# The Holy Spirit in the Fog Machine



## Bill The Baptist (Mar 3, 2016)

Here is a funny bit of satire regarding modern worship. http://babylonbee.com/news/holy-spirit-unable-move-congregation-fog-machine-breaks/


----------



## BGF (Mar 3, 2016)

Truly "horrific".


----------



## earl40 (Mar 3, 2016)

Sadly this is not totally satirical.


----------



## Bill The Baptist (Mar 3, 2016)

earl40 said:


> Sadly this is not totally satirical.



Indeed. I have actually been to churches that used fog machines.


----------



## Parakaleo (Mar 3, 2016)

I met a young man who told me he played a fiddle in some charismatic church. He said he used to get bored and start playing really fast just to watch everyone get worked up. Later, people would tell him that they really felt the Spirit moving.
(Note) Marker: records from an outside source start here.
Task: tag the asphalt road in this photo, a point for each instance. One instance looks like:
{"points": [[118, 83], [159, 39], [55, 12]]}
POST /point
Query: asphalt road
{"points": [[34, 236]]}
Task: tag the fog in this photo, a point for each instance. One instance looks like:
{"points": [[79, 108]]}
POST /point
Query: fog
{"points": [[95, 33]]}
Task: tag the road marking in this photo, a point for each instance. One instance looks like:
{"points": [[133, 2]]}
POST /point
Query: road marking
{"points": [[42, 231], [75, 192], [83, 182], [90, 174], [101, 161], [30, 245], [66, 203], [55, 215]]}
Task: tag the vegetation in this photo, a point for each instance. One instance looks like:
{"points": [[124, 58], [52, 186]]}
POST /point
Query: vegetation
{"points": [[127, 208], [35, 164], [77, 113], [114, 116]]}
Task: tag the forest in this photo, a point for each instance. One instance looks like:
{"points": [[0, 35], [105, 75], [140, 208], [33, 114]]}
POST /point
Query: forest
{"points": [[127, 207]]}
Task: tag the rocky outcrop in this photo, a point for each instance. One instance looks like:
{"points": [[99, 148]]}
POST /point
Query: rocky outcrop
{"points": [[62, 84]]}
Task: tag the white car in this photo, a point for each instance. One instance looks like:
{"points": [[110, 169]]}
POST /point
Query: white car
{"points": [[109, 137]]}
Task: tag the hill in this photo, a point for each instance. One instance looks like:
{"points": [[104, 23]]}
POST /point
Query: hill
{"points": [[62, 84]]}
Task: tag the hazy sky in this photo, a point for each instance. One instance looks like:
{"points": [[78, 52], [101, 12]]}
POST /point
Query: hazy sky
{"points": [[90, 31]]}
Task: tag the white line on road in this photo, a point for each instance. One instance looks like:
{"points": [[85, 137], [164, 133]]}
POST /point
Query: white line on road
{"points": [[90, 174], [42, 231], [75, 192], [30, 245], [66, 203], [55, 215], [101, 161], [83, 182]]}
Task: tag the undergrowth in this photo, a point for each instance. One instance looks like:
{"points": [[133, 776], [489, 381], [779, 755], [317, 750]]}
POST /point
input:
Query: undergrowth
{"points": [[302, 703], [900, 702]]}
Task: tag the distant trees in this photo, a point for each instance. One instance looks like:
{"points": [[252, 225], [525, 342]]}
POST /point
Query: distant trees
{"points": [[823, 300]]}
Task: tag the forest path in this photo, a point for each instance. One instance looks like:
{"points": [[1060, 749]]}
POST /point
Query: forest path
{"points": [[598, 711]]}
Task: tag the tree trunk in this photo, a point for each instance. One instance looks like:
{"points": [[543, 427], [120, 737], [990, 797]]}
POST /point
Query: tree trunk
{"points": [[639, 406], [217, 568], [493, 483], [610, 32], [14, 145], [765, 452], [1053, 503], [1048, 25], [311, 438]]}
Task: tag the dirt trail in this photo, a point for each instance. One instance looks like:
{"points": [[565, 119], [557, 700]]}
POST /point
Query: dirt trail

> “To what then shall I compare the people of this generation, and what are they like? They are like children sitting in the marketplace and calling to one another, ‘We played the flute for you, and you did not dance; we sang a dirge, and you did not weep.’" Luke 7:31-32


----------



## Bill The Baptist (Mar 3, 2016)

Parakaleo said:


> I met a young man who told me he played a fiddle in some charismatic church. He said he used to get bored and start playing really fast just to watch everyone get worked up. Later, people would tell him that they really felt the Spirit moving.
> 
> 
> 
> > “To what then shall I compare the people of this generation, and what are they like? They are like children sitting in the marketplace and calling to one another, ‘We played the flute for you, and you did not dance; we sang a dirge, and you did not weep.’" Luke 7:31-32



My question for people like this is, how come the Holy Spirit only moves during the songs you like?


----------



## StephenG (Mar 3, 2016)

Revivalism is quite sad. Young people like myself are being sucked into this movement and being convinced that if they don't feel a certain way, then the Spirit must not be "moving." It's creating false converts and gnawing at the assurance of people who are saved.


----------



## lynnie (Mar 3, 2016)

My son told me about three young people he knows who left their church to attend one with a fog machine.They are all musical and into the singing part of worship, and thought this was a better church. Can't even get my brain around it.


----------



## johnny (Mar 3, 2016)

Wouldn't this kind or worship come under the mantle of strange fire.
Where there's smoke, there's dry ice.


----------